Medical LSR is not just about performance—it is about compliance and patient safety. Here are the critical regulatory milestones:
Requirement | Purpose |
|---|---|
ISO 13485 | Quality management system for medical device manufacturing |
ISO 10993‑4 / ‑10 / ‑11 | Hemocompatibility, skin sensitization, chronic toxicity |
USP <88> | Biological reactivity testing (Class VI for implants) |
FDA Master File | Allows device manufacturers to reference LSR material data without disclosing proprietary formulations |
EU MDR Annex I | Requires demonstration that DEHP/phthalate levels are justified (relevant when comparing LSR vs PVC) |
A key regulatory insight: Manufacturers are increasingly moving away from PVC in neonatal and pediatric devices due to DEHP toxicity concerns.

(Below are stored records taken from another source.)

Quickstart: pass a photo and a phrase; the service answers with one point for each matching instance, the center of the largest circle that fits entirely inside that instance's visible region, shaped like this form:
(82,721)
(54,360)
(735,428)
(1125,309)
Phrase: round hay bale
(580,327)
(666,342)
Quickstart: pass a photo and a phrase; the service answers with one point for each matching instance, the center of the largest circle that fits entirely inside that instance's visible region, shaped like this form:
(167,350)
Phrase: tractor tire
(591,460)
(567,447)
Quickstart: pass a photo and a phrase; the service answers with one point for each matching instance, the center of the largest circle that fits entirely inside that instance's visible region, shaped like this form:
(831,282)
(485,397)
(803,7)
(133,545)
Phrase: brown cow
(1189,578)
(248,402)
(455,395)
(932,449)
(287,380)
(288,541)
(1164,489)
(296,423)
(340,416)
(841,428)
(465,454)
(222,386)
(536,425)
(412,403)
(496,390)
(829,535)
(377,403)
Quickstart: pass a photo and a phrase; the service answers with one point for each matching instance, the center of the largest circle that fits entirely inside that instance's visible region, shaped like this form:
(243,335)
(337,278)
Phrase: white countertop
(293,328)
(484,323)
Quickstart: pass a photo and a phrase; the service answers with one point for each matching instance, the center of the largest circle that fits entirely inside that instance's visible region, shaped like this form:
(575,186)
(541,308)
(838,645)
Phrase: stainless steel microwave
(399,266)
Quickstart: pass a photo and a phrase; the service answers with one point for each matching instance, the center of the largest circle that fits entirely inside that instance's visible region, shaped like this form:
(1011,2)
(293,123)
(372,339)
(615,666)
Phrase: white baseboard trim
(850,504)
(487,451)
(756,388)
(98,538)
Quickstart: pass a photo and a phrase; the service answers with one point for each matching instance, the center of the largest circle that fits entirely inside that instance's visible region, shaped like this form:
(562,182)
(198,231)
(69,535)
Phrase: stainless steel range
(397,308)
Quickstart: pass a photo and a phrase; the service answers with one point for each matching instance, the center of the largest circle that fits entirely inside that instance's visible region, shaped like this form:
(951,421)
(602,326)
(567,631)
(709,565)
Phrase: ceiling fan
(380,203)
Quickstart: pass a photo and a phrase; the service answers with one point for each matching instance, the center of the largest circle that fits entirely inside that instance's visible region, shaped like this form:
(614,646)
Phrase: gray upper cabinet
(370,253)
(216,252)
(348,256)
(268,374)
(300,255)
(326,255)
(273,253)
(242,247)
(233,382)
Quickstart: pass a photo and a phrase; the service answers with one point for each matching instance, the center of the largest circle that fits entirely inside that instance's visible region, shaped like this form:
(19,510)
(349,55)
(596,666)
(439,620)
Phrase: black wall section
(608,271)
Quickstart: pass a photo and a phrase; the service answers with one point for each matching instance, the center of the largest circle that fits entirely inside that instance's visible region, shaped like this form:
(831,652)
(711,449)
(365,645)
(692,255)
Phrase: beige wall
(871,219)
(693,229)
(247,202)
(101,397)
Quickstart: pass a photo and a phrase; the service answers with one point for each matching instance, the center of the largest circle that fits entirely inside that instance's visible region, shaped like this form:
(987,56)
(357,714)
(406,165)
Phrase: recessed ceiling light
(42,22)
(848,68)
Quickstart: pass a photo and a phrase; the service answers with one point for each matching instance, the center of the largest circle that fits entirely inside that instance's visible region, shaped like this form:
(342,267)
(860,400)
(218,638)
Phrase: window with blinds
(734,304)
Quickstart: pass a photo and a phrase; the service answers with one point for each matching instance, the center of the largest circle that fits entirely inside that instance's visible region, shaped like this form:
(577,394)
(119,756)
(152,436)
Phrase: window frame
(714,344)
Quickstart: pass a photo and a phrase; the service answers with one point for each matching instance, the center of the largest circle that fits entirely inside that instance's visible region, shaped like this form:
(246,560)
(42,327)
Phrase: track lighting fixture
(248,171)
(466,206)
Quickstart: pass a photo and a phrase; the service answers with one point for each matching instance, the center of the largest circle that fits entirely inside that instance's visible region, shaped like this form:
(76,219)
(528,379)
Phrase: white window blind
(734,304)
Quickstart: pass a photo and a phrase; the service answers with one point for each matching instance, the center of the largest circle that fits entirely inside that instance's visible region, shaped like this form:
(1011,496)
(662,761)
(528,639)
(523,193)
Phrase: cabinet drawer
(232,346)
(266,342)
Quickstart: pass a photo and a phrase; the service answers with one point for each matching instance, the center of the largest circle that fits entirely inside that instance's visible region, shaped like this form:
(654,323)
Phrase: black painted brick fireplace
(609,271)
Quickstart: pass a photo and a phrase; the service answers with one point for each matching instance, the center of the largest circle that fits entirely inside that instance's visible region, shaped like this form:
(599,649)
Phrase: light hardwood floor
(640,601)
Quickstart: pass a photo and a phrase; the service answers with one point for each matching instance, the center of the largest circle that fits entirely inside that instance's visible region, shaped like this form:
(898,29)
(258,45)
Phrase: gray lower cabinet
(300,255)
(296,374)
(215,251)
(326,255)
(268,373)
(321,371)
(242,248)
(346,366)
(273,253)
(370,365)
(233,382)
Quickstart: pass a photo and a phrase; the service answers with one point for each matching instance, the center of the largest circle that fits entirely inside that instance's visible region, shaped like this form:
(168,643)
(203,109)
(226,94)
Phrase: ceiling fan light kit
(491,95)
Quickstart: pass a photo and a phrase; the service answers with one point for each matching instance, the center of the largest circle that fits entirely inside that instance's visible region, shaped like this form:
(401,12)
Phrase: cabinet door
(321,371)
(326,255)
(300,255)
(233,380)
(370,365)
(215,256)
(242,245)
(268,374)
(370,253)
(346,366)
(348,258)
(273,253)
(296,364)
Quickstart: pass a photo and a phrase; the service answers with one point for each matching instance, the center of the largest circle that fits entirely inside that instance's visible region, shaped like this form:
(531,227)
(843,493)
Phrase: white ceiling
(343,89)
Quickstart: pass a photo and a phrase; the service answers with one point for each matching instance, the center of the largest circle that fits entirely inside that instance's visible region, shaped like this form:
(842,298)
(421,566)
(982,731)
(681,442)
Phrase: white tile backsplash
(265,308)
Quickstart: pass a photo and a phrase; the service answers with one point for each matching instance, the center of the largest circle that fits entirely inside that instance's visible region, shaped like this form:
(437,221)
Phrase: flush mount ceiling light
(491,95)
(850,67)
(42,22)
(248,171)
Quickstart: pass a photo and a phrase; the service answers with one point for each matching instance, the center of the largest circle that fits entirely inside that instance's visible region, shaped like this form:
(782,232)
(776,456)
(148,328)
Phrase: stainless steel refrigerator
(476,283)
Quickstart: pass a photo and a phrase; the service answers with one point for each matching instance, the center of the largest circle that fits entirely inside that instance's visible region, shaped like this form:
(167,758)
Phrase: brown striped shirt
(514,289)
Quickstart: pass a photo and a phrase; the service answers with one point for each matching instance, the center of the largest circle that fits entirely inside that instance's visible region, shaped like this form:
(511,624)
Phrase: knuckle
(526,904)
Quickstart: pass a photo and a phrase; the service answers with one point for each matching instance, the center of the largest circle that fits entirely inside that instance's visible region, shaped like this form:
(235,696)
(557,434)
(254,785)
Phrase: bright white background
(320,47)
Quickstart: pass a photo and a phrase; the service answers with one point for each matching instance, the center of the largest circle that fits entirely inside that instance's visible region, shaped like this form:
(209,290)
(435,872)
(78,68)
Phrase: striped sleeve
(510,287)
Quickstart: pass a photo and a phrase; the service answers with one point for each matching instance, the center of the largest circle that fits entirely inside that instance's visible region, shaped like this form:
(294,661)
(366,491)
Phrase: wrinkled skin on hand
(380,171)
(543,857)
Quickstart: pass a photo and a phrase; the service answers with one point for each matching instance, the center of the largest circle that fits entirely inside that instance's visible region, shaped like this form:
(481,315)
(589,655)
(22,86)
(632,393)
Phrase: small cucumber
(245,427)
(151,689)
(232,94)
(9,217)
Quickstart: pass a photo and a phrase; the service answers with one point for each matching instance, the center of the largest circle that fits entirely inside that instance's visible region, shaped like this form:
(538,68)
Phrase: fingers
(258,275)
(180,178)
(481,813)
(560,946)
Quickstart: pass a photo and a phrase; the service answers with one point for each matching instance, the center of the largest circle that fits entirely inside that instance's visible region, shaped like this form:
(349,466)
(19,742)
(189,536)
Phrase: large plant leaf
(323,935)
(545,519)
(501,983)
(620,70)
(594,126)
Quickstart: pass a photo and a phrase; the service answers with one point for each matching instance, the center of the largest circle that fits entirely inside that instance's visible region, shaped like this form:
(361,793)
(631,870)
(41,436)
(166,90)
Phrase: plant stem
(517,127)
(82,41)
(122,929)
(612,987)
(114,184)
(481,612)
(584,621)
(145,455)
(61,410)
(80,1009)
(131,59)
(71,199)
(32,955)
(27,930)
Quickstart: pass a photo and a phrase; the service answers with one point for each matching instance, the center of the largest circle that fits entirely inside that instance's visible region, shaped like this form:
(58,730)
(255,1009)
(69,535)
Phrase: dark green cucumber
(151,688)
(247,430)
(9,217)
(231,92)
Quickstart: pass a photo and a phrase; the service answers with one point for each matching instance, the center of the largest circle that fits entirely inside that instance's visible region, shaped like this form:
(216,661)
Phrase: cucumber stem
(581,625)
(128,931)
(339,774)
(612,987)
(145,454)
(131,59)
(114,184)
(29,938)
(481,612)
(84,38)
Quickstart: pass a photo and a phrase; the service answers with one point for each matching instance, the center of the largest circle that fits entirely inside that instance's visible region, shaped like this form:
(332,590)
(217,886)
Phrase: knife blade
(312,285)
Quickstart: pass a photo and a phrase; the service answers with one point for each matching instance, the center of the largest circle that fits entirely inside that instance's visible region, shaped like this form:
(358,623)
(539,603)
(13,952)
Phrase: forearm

LSR is a leading replacement in these sensitive applications.
Medical-grade LSR, when combined with LIM technology, offers a combination of safety, precision, and functional integration that few other materials can match. Its thermosetting nature delivers chemical inertness and thermal stability that thermoplastics simply cannot replicate—but this comes at a cost, both in material price and capital equipment.
The decision to use LSR should be guided by clinical risk assessment, regulatory requirements, and functional necessity. For applications demanding the highest levels of biocompatibility, long-term reliability, and design freedom, LSR is not just an option—it is the benchmark.